This figure shows the metamorphosed shapes of topology visualization in SEACOIN. Users can change the center of graph, degree of separation, and depth of information.
The word cloud can be replaced by a combination of n-grams. Searching via strings and phases are also possible within the backend algorithm. However, such searches are NP-hard and may increase the search time significantly.
Interactive metamorphose topology visualization
The visualization representation of the topological graph is generated using the open source visual analytics framework Birdeye Ravis15. The backend engines that drive the updates were developed in house. They include machine learning, text-mining, and topic modeling algorithms, and a specialized non-indexed database. These techniques include a general-purpose optimization-based discriminant analysis modeling framework and computational engine (DAMIP)16–19, which has proven to be a powerful and flexible classification model and solution engine. Its multi-group prediction capability has been demonstrated successfully across a broad spectrum of biological and medical applications20–24. Working together, they generate in real-time multiple levels of hierarchy based on the most important words. These words are updated for every query. The node indicates a word resulting from analyzed abstracts of retrieved literature as shown in Figure 3. The center red node is the root of the search. The blue nodes represent child nodes. The size of the node represents the level in the hierarchy of words; a larger size indicates a higher-level word. Each node has a set of children except the words in the last level. We limit the maximum number of children (5 per node) and depth (4 levels) in our implementation in order to control information overload by filtering options and for ease of navigation within the visualization process. Advanced users can select the level of children and depth in their search to tailor to their needs.

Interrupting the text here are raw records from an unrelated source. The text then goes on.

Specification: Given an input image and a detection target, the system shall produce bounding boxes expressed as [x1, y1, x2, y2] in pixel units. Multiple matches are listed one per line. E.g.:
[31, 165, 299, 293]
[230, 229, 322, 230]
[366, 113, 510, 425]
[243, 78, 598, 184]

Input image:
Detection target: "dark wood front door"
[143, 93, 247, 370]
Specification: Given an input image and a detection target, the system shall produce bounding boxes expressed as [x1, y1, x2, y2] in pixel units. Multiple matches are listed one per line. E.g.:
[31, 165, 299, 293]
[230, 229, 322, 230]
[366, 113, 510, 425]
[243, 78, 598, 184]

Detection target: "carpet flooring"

Each edge connecting ‘Parent node’ to ‘Child node’ indicates that the associated word of the Child node is one of the top five most common words in abstracts filtered by the words of all ancestral nodes. Thus, the level 0 word is the most common word of all recalled abstracts. The five level 1 words, child nodes of a node at level 0, are the most common words in abstracts filtered by the word of level 0. For example, if users search on ‘asthma’, the most common word of the recalled abstract is ‘asthma.’ Users can see ‘patients’, ‘study’, ‘results’, ‘cells’, and ‘children’ in level 1 as shown in Figure 3 (top left). Each node in level 1 also has five children nodes, which are the most common words of abstracts filtered by ‘its own ancestors’ such as ‘patients’ AND ‘asthma’. As users navigate to the lower level, they are able to retain more detail and specific words. For example, visualization search by keyword ‘asthma’ returns a number of formal/professional biological words such as ‘mRNA,’ a molecule of RNA encoding a chemical “blueprint” for a protein product and ‘COPD,’ Chronic Obstructive Pulmonary Disease in Level 3. Users can retrieve a concise list of literature by selecting the words in the lowest level.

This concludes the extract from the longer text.